June 04, 2020 4 min read

If you incentivize something, it becomes more common. This can be seen everywhere you look.  Here are a few quick examples.

Firstly, let’s look at incentives for news publishers. News publishers are companies.  Their job is to make money so they can live to write another day. News organizations of the past simply assumed that better profit would result from better truth-telling.

Now, thanks to Facebook and Google Analytics, they can test what kind of story makes them more money. What kind of story do you think gets shared more (and therefore gets more ad impressions and makes more money) - a sober, factual story or one that elicits emotions?

News stories get more traffic if they elicit emotions. This results in greater polarization of public opinion (which most people believe is happening), because people incorrectly assume that the agenda of news organizations is to inform.
If we incentivized telling the truth, we would get better news.

In case you want to learn about something that I think might work, I suggest looking at prediction markets such as Gnosis and Augur.  Imagine if news organizations got paid more if they reported the truth and lost money if they lied.  That would be a revolution, but it’s not what I’m here to talk about.

Bitcoin was the first cryptocurrency and is a system that allows people to move money without relying on a third party such as a bank to keep records. Instead of a bank or other institutions, individual users kept records of transactions on their computers. How can anyone trust a network of random people to keep honest records about who paid who? Surely someone would cheat and pay themselves extra?

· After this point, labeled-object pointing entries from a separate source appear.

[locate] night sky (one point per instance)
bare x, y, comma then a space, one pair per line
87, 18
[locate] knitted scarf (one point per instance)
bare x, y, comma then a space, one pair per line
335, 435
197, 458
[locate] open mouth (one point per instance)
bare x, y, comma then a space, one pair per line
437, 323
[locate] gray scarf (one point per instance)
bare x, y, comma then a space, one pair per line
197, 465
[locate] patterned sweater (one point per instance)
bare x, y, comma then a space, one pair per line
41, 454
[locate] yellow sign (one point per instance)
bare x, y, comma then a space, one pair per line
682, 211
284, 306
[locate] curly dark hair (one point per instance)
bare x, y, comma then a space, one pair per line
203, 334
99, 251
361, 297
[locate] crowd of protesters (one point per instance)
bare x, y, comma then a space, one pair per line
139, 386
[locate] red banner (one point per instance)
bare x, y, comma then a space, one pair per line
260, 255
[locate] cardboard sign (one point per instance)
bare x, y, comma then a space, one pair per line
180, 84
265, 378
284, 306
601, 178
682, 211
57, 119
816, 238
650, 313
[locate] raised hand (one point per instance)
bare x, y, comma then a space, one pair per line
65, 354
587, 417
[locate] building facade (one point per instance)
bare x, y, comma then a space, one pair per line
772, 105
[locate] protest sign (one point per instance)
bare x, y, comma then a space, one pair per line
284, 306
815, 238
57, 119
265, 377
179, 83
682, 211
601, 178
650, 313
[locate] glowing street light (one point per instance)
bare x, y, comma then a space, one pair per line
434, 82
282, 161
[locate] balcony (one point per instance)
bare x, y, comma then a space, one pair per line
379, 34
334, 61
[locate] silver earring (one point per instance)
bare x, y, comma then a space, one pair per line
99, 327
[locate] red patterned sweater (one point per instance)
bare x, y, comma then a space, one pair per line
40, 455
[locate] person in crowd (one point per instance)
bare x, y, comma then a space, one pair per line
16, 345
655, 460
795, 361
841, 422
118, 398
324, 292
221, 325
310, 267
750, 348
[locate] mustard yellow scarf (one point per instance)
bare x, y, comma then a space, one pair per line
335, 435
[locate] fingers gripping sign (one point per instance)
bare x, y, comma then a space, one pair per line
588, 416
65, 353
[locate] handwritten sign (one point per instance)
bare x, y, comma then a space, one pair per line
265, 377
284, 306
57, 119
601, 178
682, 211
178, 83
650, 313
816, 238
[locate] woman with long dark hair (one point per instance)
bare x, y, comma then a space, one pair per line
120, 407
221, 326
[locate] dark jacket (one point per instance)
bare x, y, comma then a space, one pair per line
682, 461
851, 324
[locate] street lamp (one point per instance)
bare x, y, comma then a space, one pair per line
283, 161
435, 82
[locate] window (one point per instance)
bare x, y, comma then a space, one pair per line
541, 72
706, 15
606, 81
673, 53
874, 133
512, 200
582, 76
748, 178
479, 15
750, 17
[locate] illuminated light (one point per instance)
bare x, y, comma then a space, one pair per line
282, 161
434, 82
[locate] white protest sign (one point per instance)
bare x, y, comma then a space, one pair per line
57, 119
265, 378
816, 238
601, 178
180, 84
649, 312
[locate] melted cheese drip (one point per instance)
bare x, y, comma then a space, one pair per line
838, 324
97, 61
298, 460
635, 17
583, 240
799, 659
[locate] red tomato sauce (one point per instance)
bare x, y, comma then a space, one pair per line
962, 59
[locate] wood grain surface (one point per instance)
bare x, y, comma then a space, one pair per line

Well, maybe they would if the incentives to do just the opposite weren’t so strongly defined and enforced.

In Bitcoin, these record keepers pay for the privilege of being able to record transactions honestly. Every ten minutes they submit their records for review and one bookkeeper is selected to receive a reward for their hard work. They actually don’t get paid immediately, which gives all the other bookkeepers time to audit the work, and if they catch a mistake or fraud, they get paid for the sleuth work.  The fraudster gets penalized, and the bad news is that they lose both the reward they would have received and the money they invested to participate.  

If you’d like to learn more about how Bitcoin incentives work, the process is called “Bitcoin mining” and there are loads of great explainer videos and articles out there.

So now, to the reason I’m writing this. I think that the world would be a more interesting place if people were encouraged to entertain their fellow humans. I have devised a system to incentivize exactly this behavior.  

To make a long story short, I developed some software that displays a ghost on a projector or TV screen that people can interact with from a game on their phone as they walk by. The game on the phone is called Ecto Quest and the projector/TV app is called Ecto Quest Portal (since it opens a portal through which ghosts can enter our mortal world).

You can run Ecto Quest on any iPhone or Android phone. Ecto Quest Portal is designed for Apple TV, Windows or any Android device.  Most interestingly, it can be used on Android projectors such as the ones we sell on SpookyGenius.com, and these create a fantastic effect worth seeing.

Players on their phone can engage the projected ghost on a Portal, and shoot at it from their phone.  If they avoid damage and deal enough damage to the ghost, they can catch it. If they catch it, they level up in the game and win other points and prizes. The player can start or leave the battle any time as long as they are close enough to the ghost display.

Portal operators get a large share of the items that the player consumes in battle with their ghost. Items can be sold or used by the people who operate the Portal, so there is both a fun reason to host a Portal and a financial incentive.

Portal operators do not gain 100% of the items consumed in battle - why not? Well, again... incentives. I don’t want it to be profitable to sit all day tapping a button on your phone, faking activity. This is what happens whenever someone gets paid per click on an ad on their site and Google has to go to extreme lengths to avoid this. Better to just make that behavior unprofitable. Also, I want people to engage with the Portals that are out there, so I want to be incentivized and to incentivize others for spreading the word that there’s a spooky genius with a Portal in the neighborhood.

I think this all makes sense in terms of incentives. I want to hear what you have to say. Be careful, though. Dissenting opinions will result in me releasing the synthetic murder hornets.